FEA_tesserae

Mechanical performance of 2D tilings as a function of
geometry and material properties

The tiling of surfaces with repeated geometric elements is a common structural motif in biological tissues. Those tilings exist at a variety of size scales: from the micron-scale plates in the layers of nacre in mollusc shells, to the sub-millimeter mineralized tiles (tesserae) sheathing the cartilages of sharks and rays (Seidel et al., 2016), to the macroscopic plates in the body armors of boxfish and turtle shells. The shapes and materials of the tiling subunits, their spatial arrangement, and their physical interactions control composite functional properties, guiding deformation and hindering damage propagation. We used two-dimensional analytical models to evaluate the mechanical performance of stingray skeleton-inspired tessellations, as a function of their material and structural parameters (Jayasankar et al. 2017. Mechanical behavior of idealized, stingray-skeleton-inspired tiled composites as a function of geometry and material properties. Journal of the mechanical behavior of biomedical materials, 73, 86-101).
To calculate the effective modulus of modeled composites, we subdivided tiles and their surrounding joint material into simple shapes, for which mechanical properties (i.e. effective modulus) could be estimated using a modification of traditional Rule of Mixtures equations, that either assume uniform strain (Voigt) or uniform stress (Reuss) across a loaded composite material.

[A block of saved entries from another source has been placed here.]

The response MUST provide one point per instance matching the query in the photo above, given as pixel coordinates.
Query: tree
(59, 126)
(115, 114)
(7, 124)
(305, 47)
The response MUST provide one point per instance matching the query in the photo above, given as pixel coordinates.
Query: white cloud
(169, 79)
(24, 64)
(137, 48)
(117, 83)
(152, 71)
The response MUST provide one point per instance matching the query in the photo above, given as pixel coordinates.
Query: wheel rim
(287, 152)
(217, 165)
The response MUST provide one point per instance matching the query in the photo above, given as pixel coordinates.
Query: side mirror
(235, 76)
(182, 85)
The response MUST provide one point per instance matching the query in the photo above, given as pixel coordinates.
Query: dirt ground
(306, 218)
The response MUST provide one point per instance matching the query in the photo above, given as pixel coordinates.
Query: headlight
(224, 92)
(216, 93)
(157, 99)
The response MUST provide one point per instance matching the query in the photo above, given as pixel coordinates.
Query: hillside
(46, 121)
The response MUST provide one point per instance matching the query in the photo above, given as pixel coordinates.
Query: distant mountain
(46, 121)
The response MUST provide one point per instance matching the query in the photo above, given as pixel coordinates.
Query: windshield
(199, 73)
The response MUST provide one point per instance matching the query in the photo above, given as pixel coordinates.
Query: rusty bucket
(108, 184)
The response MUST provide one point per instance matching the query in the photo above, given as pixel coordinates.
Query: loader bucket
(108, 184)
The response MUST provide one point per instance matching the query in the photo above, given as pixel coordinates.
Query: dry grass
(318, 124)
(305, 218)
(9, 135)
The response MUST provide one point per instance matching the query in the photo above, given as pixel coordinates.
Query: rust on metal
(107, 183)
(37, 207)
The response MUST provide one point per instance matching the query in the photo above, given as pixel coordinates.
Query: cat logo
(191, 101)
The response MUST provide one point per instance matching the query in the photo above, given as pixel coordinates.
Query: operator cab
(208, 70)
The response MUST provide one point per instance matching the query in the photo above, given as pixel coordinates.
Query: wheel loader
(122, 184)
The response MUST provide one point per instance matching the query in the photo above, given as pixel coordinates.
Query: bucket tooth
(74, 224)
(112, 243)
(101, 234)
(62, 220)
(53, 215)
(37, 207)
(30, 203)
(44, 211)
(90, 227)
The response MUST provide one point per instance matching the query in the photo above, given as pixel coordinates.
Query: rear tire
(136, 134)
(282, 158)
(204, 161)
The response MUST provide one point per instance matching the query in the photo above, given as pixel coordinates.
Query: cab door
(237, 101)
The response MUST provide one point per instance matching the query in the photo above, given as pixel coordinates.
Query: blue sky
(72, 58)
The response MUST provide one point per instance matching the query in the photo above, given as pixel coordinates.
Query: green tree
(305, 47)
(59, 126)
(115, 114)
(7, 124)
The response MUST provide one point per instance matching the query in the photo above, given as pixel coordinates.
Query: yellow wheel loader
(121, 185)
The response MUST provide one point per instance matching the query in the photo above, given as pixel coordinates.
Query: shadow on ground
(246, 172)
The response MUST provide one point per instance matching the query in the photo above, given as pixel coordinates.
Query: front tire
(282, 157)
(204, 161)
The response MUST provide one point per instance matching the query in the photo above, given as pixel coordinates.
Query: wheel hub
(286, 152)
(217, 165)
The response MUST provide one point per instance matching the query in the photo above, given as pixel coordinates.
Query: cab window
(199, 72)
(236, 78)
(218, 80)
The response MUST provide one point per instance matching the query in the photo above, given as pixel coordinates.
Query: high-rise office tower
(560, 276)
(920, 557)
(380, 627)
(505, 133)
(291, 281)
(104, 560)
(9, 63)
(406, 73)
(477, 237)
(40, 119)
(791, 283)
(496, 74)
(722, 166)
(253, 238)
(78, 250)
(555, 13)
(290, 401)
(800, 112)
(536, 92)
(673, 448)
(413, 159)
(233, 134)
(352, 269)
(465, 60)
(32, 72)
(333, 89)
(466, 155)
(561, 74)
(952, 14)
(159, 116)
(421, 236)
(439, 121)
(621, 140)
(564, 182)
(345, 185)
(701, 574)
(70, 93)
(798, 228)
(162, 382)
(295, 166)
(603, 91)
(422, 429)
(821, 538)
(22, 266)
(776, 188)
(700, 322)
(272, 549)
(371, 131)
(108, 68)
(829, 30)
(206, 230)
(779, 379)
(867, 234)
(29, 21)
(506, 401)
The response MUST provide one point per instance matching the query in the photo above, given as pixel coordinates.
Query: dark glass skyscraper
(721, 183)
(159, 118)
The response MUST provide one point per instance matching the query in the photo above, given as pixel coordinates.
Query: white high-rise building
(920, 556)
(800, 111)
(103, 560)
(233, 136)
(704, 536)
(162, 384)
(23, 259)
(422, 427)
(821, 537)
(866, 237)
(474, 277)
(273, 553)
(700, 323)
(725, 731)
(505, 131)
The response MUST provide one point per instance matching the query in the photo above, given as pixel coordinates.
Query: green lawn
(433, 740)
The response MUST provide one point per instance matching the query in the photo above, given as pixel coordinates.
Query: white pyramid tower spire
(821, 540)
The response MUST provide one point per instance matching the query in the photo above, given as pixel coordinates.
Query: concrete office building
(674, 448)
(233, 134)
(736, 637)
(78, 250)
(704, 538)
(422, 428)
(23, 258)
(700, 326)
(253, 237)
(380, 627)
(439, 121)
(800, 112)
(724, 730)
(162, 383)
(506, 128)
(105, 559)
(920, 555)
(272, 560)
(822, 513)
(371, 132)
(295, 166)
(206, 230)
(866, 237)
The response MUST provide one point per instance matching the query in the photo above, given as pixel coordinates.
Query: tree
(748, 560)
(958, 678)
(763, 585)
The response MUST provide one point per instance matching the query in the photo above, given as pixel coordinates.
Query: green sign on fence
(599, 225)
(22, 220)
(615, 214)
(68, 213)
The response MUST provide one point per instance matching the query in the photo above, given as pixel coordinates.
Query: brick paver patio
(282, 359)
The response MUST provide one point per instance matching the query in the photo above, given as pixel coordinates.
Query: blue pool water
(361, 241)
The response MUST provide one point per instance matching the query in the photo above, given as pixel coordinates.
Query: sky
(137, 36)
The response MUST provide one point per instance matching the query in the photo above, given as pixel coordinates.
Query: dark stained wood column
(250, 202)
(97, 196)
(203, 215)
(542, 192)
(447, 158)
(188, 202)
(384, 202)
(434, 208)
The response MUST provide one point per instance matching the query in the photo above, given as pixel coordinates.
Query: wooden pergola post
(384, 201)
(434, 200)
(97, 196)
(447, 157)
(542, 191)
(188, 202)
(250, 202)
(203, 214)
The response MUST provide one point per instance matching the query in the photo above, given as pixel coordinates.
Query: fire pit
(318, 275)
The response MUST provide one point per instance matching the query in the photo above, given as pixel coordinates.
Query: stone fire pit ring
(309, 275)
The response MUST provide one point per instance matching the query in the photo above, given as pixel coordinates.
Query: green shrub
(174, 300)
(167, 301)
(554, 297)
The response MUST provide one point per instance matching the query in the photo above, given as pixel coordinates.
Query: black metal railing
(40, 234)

For all examined tile shapes (triangle, square and hexagon) the composite stiffness increased as the width of the joints was decreased and/or the stiffness of the tiles was increased; this supports hypotheses that the narrow joints and high tile to joint stiffness ratio in shark and ray cartilage optimize composite tissue stiffness. Our models also indicate that, for simple, uniaxial loading, square tessellations are least sensitive and hexagon tessellations most sensitive to changes in model parameters, indicating that hexagon tessellations are the most “tunable” to specific mechanical properties.